More generally, it seems really strange that EA and the Copenhagen Consensus haven’t been in closer contact. Their mission is very EA: “to address a fundamental, but overlooked topic in international development: In a world with limited budgets and attention spans, we need to find effective ways to do the most good for the most people.” And importantly, they’re very legitimate, established, and influential.
Bjorn Lomborg, head of Copenhagen, has a relatively high public profile and has been named in several rankings of top public intellectuals. Even better, the Copenhagen Consensus (CC) has quite a bit of political influence: they claim some responsibility for or influence over Denmark’s $2.9 billion anti-HIV program, George Bush’s $1.2B Malaria Initiative, and their research was cited by David Cameron in a $4B global nutrition pledge.
A quick brainstorm of ways EA could connect with CC:
80,000 Hours could direct readers to work with CC.
GiveWell shares an interest in cost-benefit analysis of development interventions, and each organization likely has insights that the other has missed. They could also network for employees through each other.
The Global Priorities Institute, being (a) located in academia and (b) interested in cause prioritization, seems like a great match for CC. GPI wants economists to work on prioritization, CC has relationships with hundreds of academic economists who have written its papers.
CC has political influence that EA seems not to; EA (maybe) receives more public attention and can more easily publicize ideas.

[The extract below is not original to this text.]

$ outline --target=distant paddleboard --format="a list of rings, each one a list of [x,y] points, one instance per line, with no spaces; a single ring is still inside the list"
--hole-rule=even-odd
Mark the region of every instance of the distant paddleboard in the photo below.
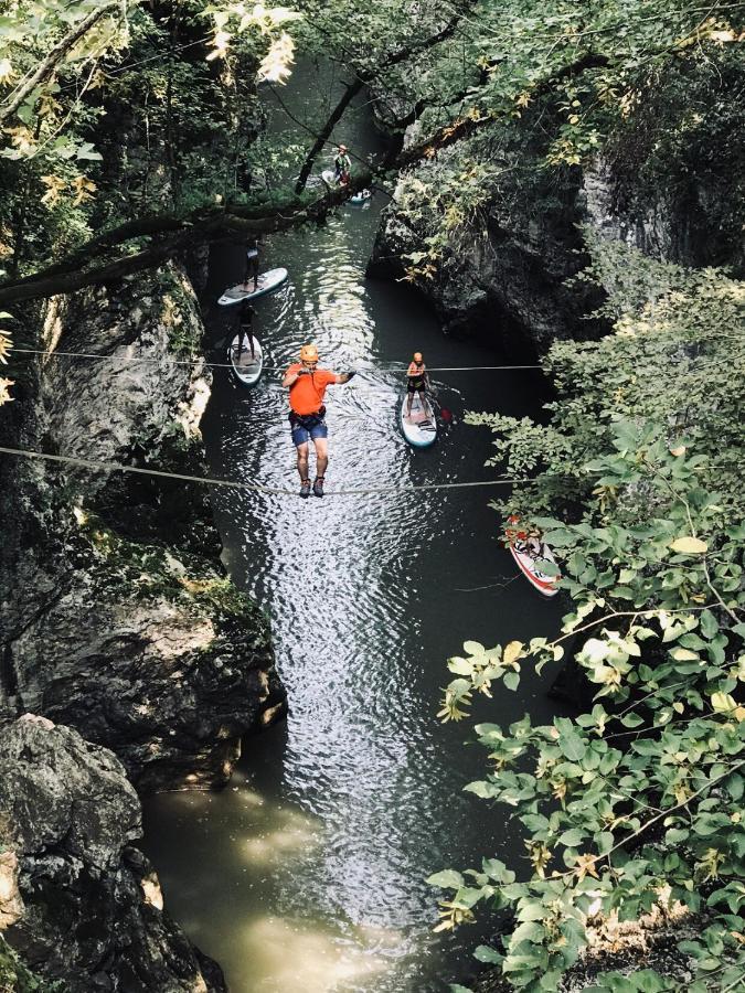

To be clear, there has been EA contact with CC before. Will MacAskill is featured on CC’s Testimonials page, and 80k has spoken to CC several times in years past. But it seems like there should be more awareness of CC as a massively influential EA-aligned organization with strong inroads in politics (aka, where EA seems to be the weakest).
Does anyone know of further collaboration with CC? Any good ideas on what collaborations could work?
Thanks! My understanding of CC being controversial: Lomborg once was a member of Greenpeace, then became disillusioned with popular environmentalism and wrote the extremely controversial The Skeptical Environmentalist arguing against most popular environmental causes. The Economist and Wall Street Journal celebrated it as a fresh new look, while the Scientific American lambasted Lomborg as wrong and even scientifically dishonest. One Danish government commission accused Lomborg of fabricating data and plagiarism, while another criticized the previous commission’s investigations.
I’ve read the book and tried to form my own view, but the rabbit hole is too deep. If anyone’s interested in the object level question, try Slate Star Codex.
In any case, Lomborg is highly controversial in some circles and has had extremely high reputational stakes in the environmentalism debate for over a decade. So on second thought, I significantly agree with Jan: EA should be wary of close association with controversial figures (not to mention possibly unethical).
Separately, I think this gets to a more central question of EA’s nature: Will we always demand truth at all costs, or is good enough really good enough? Will we work with pragmatic allies that don’t share all of our underlying motivations? EA evolved in very high fidelity, academic-style circles, where truth-seeking and intelligence are paramount. But if doing good is the single objective, while truth is clearly extremely important, so is influence. GiveWell claims to have moved ~$500m or so at this point; CC is working in an arena with tens of billions at stake. Should we accept lower intellectual rigor if it means we can increase our scale 100x over?
I default to a commitment to truth, if only because lowering your standards is always possible at a later date, while regaining intellectual rigor is likely not. But it’s certainly a question worth discussing.